Brabham não teve a chance de um contato maior com Ayrton, mas a impressão que tinha do brasileiro era a mesma compartilhada por tantos outros. Naquela manhã de domingo, porém, o comportamento de Senna estava longe do familiar até mesmo para quem o via apenas de longe.

“Ele sentou na minha frente no briefing dos pilotos naquela manhã antes dele morrer, e foi meio esquisito e estranho. Normalmente, Ayrton sempre falava bastante sobre alguma coisa, sempre tinha algo a dizer. Mas naquele briefing, tudo que eu lembro é que muitos pilotos passavam por ele e o tocavam — o que era muito raro, normalmente isso não acontecia. Não sei se foi porque Ayrton estava muito triste com o acidente do Roland. Eu ouvi muitas histórias de que, de alguma forma, ele pensou que algo ruim fosse acontecer naquele fim de semana, que poderia seria com ele, e foi Roland, e também ouvi todo tipo de história — o quão verdadeiras elas são, não faço ideia. Ele estava muito abalado, muito distante naquele dia. No meu entendimento, não era o Ayrton que as pessoas normalmente teriam visto naquele fim de semana”, seguiu.

“Nós nunca vimos um fim de semana como aquele”, frisou, lembrando-se também do fortíssimo acidente de Rubens Barrichello ainda na sexta-feira. “Eu nunca tinha visto aquilo na F1 e, provavelmente, a maioria das pessoas também. Obviamente, na era do meu pai, a morte era uma coisa muito mais comum, mas, para nós, no início dos anos 90, ainda era muito raro ter alguém morrendo em um carro de corrida.”

Brabham não levou o carro da Simtek até o fim do GP de San Marino — abandonou na volta 27, com problemas na direção —, mas garantiu não ter arrependimentos pela decisão de correr. Era, na verdade, uma corrida “pela equipe”, conforme salientou.
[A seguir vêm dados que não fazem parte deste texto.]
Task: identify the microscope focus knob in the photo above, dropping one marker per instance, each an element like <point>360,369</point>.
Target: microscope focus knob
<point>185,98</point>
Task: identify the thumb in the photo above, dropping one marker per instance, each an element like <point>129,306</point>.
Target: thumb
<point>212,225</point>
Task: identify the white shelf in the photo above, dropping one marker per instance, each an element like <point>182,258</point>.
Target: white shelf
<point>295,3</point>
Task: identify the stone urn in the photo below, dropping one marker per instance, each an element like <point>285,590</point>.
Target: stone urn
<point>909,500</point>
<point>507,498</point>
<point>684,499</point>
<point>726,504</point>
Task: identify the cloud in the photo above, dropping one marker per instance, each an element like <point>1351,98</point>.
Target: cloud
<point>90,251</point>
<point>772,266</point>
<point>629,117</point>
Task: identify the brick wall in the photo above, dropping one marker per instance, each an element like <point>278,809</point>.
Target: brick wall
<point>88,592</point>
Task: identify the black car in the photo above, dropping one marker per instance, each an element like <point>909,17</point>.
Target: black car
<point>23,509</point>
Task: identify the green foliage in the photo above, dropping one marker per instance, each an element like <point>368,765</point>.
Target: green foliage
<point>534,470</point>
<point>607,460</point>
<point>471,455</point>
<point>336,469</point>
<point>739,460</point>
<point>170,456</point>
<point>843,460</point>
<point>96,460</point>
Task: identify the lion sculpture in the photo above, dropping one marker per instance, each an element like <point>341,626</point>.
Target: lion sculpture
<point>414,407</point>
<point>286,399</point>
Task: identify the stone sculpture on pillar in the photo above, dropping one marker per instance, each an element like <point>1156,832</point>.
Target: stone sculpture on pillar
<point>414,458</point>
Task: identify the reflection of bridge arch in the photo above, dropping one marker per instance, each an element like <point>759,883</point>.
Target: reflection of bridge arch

“Acho que qualquer experiência como a daquele fim de semana contribui para você ser a pessoa que é hoje. Sempre acreditei que tem coisas boas que resultam de coisas ruins, e muitas coisas boas aconteceram depois daqueles acidentes em termos de segurança dos carros, para os pilotos, nas pistas. São as consequências da infelicidade de termos perdido dois pilotos: um incrivelmente especial para a F1 e outro que estava apenas começando a carreira. Se olharmos adiante, os pilotos das gerações seguintes estão em um ambiente mais seguro por causa daquilo”, concluiu Brabham.

Nos 30 anos da morte de Ayrton Senna, o GRANDE PRÊMIO resgata depoimentos dados à revista Warm Up de diversas personalidades da F1 que fizeram parte da vida do brasileiro.